Points clés sur le déficit en vitamine D ou rachitisme

  • Enquête clinique :
    • bourrelets métaphysaires au niveau des poignets et des chevilles ;
    • chapelet costal : nodosités au niveau des jonctions chondrocostales ;
    • déformation des membres inférieurs en genu varum (voir chapitre 6) ;
    • lésions crâniennes : craniotabès (ramollissement des zones occipitales et pariétales, élastiques à la pression, donnant la sensation de balle de ping-pong en celluloïde) et retard à la fermeture de la fontanelle antérieure ;
    • signes musculo-ligamentaires : hyperlaxité ligamentaire et hypotonie musculaire responsables d’un gros ventre et d’un retard d’acquisition postural ;
    • signes respiratoires : hypotonie associée à des déformations thoraciques responsables de bronchopneumopathies.
  • Enquête biologique :
    • phosphatases alcalines très élevées ;
    • 25(OH)D3 diminuée, 1,25(OH)2D3 d’abord normale puis diminuée ;
    • calcémie parfois normale, parfois diminuée.

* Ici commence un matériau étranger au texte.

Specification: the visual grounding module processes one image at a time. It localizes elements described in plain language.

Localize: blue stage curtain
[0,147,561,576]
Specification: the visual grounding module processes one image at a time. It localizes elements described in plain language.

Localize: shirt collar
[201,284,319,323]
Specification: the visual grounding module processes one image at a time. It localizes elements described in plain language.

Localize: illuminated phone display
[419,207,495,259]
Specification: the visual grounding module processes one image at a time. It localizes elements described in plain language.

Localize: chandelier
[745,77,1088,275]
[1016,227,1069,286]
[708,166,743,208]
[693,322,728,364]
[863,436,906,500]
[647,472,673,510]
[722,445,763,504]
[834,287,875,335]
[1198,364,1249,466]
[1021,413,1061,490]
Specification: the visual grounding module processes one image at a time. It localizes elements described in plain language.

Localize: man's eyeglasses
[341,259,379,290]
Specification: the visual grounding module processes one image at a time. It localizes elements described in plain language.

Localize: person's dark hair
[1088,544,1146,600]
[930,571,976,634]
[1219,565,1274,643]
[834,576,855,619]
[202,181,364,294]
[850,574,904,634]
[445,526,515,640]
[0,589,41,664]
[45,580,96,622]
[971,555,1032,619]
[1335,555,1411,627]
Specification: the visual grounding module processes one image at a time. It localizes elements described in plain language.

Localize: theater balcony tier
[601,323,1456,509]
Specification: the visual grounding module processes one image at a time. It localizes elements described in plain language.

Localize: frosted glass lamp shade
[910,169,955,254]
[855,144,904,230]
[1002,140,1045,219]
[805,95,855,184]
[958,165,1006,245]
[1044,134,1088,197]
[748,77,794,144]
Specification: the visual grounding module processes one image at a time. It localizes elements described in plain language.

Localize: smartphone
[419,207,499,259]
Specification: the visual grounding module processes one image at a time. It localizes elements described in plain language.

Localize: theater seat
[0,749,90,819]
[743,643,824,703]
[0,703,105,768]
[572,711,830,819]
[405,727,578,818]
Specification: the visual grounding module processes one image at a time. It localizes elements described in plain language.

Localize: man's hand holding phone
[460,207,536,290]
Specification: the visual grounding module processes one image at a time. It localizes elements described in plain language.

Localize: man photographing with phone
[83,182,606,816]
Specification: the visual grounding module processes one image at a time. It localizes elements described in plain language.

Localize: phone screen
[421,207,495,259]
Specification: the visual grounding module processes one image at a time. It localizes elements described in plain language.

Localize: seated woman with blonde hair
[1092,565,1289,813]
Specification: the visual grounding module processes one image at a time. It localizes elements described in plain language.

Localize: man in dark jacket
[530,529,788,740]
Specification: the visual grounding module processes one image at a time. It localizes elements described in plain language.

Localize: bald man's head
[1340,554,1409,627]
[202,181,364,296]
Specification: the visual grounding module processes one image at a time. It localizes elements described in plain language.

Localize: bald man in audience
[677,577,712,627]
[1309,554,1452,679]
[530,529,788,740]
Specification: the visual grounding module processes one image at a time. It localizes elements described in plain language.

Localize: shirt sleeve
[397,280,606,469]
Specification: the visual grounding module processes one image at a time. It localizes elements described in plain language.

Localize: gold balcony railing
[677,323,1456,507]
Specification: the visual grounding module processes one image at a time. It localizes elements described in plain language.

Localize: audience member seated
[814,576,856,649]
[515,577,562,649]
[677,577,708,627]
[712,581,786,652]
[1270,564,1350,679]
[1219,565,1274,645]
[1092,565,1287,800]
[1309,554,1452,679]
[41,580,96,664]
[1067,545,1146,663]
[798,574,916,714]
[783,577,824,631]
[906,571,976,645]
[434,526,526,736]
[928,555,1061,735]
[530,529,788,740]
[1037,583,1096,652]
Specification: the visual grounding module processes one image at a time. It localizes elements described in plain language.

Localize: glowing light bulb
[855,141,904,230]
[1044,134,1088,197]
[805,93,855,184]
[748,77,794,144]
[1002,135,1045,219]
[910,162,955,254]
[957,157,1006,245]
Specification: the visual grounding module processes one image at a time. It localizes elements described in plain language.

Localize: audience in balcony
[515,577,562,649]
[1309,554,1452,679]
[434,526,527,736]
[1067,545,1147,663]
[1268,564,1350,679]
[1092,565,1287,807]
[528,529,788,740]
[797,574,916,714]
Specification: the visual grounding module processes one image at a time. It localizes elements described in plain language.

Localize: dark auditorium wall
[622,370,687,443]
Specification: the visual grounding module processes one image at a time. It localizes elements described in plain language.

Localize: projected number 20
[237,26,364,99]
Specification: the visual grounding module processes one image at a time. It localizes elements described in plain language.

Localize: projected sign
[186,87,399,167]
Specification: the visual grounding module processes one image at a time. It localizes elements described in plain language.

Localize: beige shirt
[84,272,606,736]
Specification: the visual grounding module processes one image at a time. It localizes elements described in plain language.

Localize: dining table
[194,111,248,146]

  • Enquête radiologique :
    • signes les plus précoces visibles au niveau des métaphyses sur une radiographie du poignet : élargissement transversal de la métaphyse, concavité de la ligne métaphysaire et apparition de spicules latéraux donnant l’aspect dit « en toit de pagode » ; aspect flou, dentelé en peigne, de la ligne métaphysaire, ou simple irrégularité dans les formes discrètes ;
    • retard d’apparition des points d’ossification, qui sont flous et irréguliers.
  • Traitement :
    • meilleur traitement = prophylaxie systématique par de la vitamine D ;
    • rachitisme normocalcémique : vitamine D (200 000 UI en dose de charge puis 2 000 à 5 000 UI/j) ;
    • rachitisme avec hypocalcémie : correction de l’hypocalcémie indispensable avant de débuter la vitaminothérapie.

Connaître pour la pratique médicale :
- les besoins hydriques en fonction de l’âge (prescription d’une réhydratation IV) ;
- les recommandations de supplémentation en vitamine D :
   -- quotidienne jusqu’à l’âge de 18 mois, quel que soit le mode d’alimentation,
   -- puis automno-hivernale jusqu’à l’âge de 5 ans et après 10 ans ;
- la nécessité de supplémentation en vitamine K hebdomadaire en cas d’allaitement exclusif.